Man Caves and Toxic Masculinity

I’ve said it before, I’ll say it again: Not all masculinity is toxic.

I’ve been seeing a lot of men suggesting that manhood is under attack. That everything to do with men is considered toxic. That the only “non-toxic” form of manhood is some sort of feminized masculinity, stripped of everything that traditionally made men, men.

While I don’t think that traditional manhood was perfect, I don’t think it was necessarily and inherently toxic, either. Somewhere in the 1970s, the good parts of the traditional man seemed to fall largely by the wayside in favor of the ultraviolence depicted in movies like “Death Wish” and “Escape from New York.” Even attempts at criticism, like “Falling Down” and “A Clockwork Orange,” seemed to feed the emerging spirit that manhood was about destroying anything we couldn’t get fairly.

“Real men,” I was told growing up, “don’t eat quiche.” That was the beginning of the current battle between the Liberated Man and the Traditional Man, and somewhere in the last few decades the “traditional man” model went from problematic to completely toxic.

Once upon a time, men had dens, where we read books, smoked, and enjoyed the silence; now we have “man caves” where we watch sports and party.


I bring up man caves because this was used in a recent conversation as something that is routinely called “toxic.” Man caves are not inherently toxic. I’ll say it again: Man caves are not inherently toxic.

If you want to have a room in your house dedicated to watching sports, playing video games, and otherwise hanging out with your guy friends, go for it. Knock yourself out. Equip it with a full bar and a 70-inch 4K TV and an ultra-bass sound system. Have fun.

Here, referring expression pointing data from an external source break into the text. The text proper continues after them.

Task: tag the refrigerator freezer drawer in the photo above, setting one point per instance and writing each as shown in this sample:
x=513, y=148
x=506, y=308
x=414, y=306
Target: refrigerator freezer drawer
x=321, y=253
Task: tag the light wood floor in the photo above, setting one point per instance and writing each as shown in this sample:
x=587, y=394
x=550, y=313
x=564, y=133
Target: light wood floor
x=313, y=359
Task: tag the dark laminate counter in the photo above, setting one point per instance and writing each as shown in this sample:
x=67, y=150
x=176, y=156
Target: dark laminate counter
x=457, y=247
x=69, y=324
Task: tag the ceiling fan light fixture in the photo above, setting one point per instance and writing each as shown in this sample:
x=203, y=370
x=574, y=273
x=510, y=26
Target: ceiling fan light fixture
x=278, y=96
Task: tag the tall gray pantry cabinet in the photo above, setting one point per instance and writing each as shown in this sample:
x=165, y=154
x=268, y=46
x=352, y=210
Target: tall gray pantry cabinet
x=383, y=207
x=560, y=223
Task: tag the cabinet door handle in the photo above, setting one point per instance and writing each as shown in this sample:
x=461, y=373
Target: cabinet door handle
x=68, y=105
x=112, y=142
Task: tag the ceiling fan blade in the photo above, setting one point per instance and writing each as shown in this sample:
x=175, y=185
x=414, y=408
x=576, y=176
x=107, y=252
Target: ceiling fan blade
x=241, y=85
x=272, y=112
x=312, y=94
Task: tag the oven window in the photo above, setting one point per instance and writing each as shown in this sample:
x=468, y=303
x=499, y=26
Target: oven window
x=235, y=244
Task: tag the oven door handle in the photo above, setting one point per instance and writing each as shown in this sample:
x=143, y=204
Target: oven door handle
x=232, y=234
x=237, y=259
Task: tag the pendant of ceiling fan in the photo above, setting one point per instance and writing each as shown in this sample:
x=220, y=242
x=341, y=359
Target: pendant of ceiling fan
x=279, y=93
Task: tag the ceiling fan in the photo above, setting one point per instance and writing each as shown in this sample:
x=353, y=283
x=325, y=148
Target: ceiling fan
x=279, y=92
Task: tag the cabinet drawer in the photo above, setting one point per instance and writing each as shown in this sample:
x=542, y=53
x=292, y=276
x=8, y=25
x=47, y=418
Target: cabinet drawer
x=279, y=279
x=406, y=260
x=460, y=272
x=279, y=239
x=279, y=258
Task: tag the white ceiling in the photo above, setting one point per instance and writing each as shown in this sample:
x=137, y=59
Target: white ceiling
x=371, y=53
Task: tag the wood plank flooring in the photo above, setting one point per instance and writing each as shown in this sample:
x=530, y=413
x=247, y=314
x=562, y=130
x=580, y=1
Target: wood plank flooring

For the most part, toxicity isn’t about what you own, or how you spend your private time. Toxicity is about how you treat yourself and other people.

There are a few aspects of society’s embrace of the “man cave” that are problematic. One is the anti-intellectualism implied in the transition from dens to man caves. Along with that, the “man cave” model tends to depict men as children, with their beleaguered spouses taking care of the mature parts of the household while the men party. When the men are done partying, who cleans up?

And then there’s the matter of “real men.” A man can certainly have a space devoted to his personal entertainment. So can anyone, for that matter. But when there’s the suggestion that “real men” have man caves, or “real men” are in full control of their households, or “real men” know how to put women in their places… that’s the toxic man box closing around us.

My personal space is a cluttered corner of one of the rooms of the house. I can watch the street outside. There is no TV, but there is a turntable. In warm weather, I prefer to sit outside, on the porch table that I can see right now. This is where I feel comfortable: It makes me neither a lesser man nor a greater man for not having a “man cave.”

As Jed Diamond writes for GMP, the Man Box is a complex set of qualities about what makes a “real man”; my example here is mostly about “rigid masculine gender roles.” A man cave isn’t toxic; what’s toxic is telling other men that if they don’t have a man cave, they’re not real men.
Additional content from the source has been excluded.